The Council of Chief State School Officers and the National Governors Association in collaboration with teachers, school administrators, and experts... to provide a clear and consistent framework to prepare our children for college and the workforce... from national organizations representing... teachers, postsecondary educators, civil rights groups, English language learners, and students with disabilities.

Yet, despite its backing and all the collaborations it still seems tenuous... no urgent outpouring of support for the idea of a common core, many states still saying their own standards do the jobs just fine, or like Ronald Wolk, founder and former editor of Education Week who thinks there are to may more important things to do. In a commentary last month called "Common Sense versus Common Core," he said it would be a "miracle" if the states would adopt the basic idea... and make it work.

Yes, it's complicated, a puzzle to some, a difficult choice to many. But it seems on the surface really not so difficult or so puzzling at all?

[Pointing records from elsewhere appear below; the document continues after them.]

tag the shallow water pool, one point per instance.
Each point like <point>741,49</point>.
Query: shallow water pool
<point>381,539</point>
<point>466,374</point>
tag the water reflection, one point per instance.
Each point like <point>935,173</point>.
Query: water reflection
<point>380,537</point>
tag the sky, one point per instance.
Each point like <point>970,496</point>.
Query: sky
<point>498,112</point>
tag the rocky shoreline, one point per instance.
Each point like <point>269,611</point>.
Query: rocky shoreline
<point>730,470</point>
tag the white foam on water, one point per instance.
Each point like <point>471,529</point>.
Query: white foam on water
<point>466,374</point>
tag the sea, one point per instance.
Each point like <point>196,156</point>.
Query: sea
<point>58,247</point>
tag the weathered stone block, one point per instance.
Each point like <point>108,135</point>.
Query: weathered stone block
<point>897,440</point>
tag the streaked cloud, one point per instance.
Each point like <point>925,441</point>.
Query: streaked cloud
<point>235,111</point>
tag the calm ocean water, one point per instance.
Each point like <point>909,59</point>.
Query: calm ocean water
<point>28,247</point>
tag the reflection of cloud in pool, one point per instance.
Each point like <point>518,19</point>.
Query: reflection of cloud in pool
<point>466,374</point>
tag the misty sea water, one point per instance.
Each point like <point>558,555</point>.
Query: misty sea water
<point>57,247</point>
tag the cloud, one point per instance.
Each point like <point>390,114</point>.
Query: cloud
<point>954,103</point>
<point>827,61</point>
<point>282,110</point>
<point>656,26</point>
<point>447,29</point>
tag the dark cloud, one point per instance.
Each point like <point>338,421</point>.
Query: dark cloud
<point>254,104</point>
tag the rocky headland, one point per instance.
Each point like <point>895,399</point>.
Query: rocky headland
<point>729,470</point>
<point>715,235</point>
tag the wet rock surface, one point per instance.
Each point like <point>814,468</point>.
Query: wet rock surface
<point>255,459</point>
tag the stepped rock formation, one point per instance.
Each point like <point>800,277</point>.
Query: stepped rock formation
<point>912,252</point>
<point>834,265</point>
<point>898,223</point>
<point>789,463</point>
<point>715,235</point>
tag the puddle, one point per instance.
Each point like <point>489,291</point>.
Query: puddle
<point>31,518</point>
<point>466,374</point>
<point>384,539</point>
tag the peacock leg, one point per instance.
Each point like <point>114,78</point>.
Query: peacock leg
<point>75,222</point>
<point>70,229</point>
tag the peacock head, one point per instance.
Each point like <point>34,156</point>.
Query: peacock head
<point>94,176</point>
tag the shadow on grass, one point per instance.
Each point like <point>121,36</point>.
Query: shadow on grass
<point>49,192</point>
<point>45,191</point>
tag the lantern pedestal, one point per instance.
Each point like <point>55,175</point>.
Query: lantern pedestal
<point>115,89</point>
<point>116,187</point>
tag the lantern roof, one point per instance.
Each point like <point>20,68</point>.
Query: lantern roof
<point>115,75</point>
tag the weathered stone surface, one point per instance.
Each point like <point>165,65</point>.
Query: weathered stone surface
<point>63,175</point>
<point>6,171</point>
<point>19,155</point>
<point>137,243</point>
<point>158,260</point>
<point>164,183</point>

In fact, a common core may be exactly what we ought to be focusing our energies on over the next four years of an administration concerned, as Barack Obama is, with education reform -- not that it should take that long to get more states to adopt the new standards.

The idea -- now several years old -- was simple. Given the emergence of a global economy -- call it globalization 3.0 as author Thomas Friedman calls it in his book (now in its eighth printing) The World Is Flat -- and every community, every person is suddenly competing with every other.

If the U.S. is to remain its prowess in this economy according to the Oregon Board of Education, who said it best:

Our graduates will compete for jobs with students from... other countries with more rigorous standards. Common standards help ensure that all students, no matter where they live, are prepared for success in postsecondary education and the workforce. Common standards will help ensure that students are receiving a high quality education consistently, from school to school and state to state. Common standards will provide a greater opportunity to share experiences and best practices within and across states that will improve our ability to serve the needs of students.

It's sad, but not too late if somebody (not the president or the secretary of education who support the common core idea but realize this is a state-led endeavor) like the National Governors Association, the Wallace Fund, the Gates Foundation or some combination starts marketing this concept as the unique opportunity to really change the curriculum -- a truly interdisciplinary curriculum that marries art and science -- and thus change the mind set of educators and policy makers and parents everywhere with the idea that we really can change the paradigm, and reinvent ourselves for the new economy.

The Common Core initiative merits your support.